Ecco quali investimenti la finanza alternativa offre a chi vuole puntare sul climate change

L’attenzione all’ambiente e il fronte di chi cerca di ridurre le emissioni e combattere il cambiamento climatico vede arruolarsi anche le banche.

Secondo uno studio di Opyn – la fintech italiana dei finanziamenti digitali alle imprese – il consumo energetico dell’industria bancaria supera i 250 Twh all’anno (fonte: un report di Galaxy Digital). Non è un caso quindi che la finanza – quella tradizionale come quella tecnologica – sia impegnata nelle azioni mirate alla riduzione dell’impronta carbonica.

A cominciare dalle banche centrali. Quanto Banca d’Italia, tra il 2018 e il 2021, l’impronta carbonica delle azioni del suo portafoglio, che ha un valore di 16 miliardi, è crollata del 60% e risulta inferiore del 37% rispetto al benchmark (lo afferma il primo Rapporto sugli investimenti sostenibili e sui rischi climatici). I titoli del portafoglio dell’istituto sono sopra la media anche per quanto riguarda gli indicatori sociali – altra cruciale metrica della sostenibilità – : le donne impiegate sono il 7% in più rispetto al mercato generale e il tasso di infortuni è inferiore del 9%.
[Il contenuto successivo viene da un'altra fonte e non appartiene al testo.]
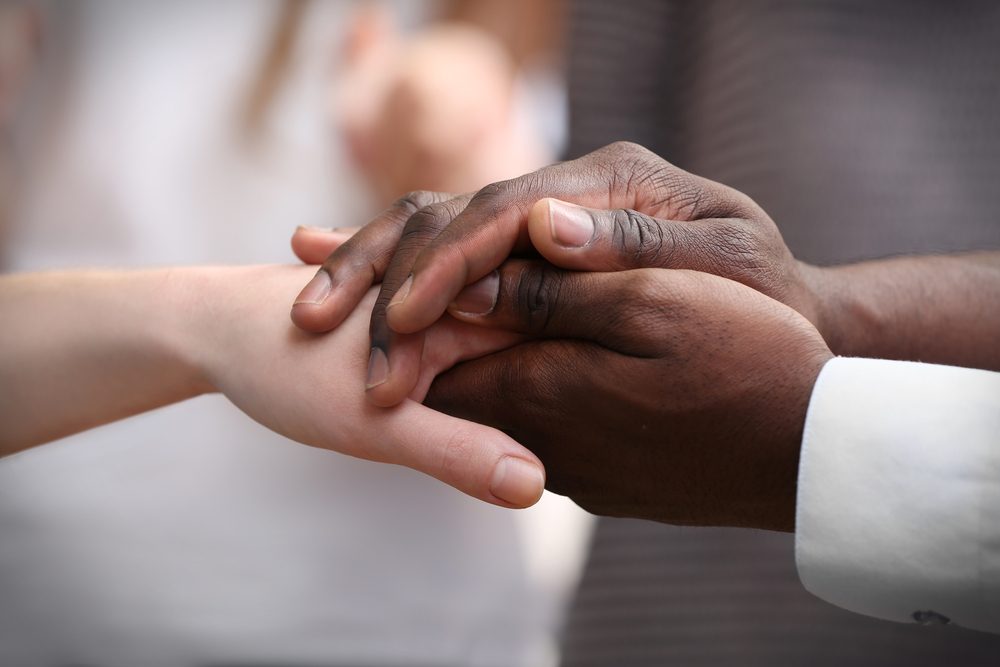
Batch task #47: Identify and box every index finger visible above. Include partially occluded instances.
[386,143,752,333]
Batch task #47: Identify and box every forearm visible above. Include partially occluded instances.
[0,269,217,455]
[807,252,1000,370]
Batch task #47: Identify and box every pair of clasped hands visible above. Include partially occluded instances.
[278,143,832,530]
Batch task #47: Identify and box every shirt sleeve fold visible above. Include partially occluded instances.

Nel resto del mondo i grandi protagonisti della finanza globale aumentano il livello dei propri impegni a favore del clima. L’American Bankers Association spinge i principi per la transizione verso un’economia a bassa impronta di carbonio; Goldman Sachs ha aderito a un’iniziativa open source sui dati climatici. Il governo del Regno Unito ha stanziato 10 milioni di sterline per creare un hub di “finanza verde” a Leeds e a Londra. E compie un anno nelle prossime settimane la Net-Zero Banking Alliance, iniziativa lanciata da 40 banche europee e volta ad accelerare le strategie di decarbonizzazione riconoscendo il ruolo del settore finanziario nella transizione “green”. Tra i firmatari Hsbc, Santander, Bnp Paribas, Deutsche Bank, Credit Suisse e UBS.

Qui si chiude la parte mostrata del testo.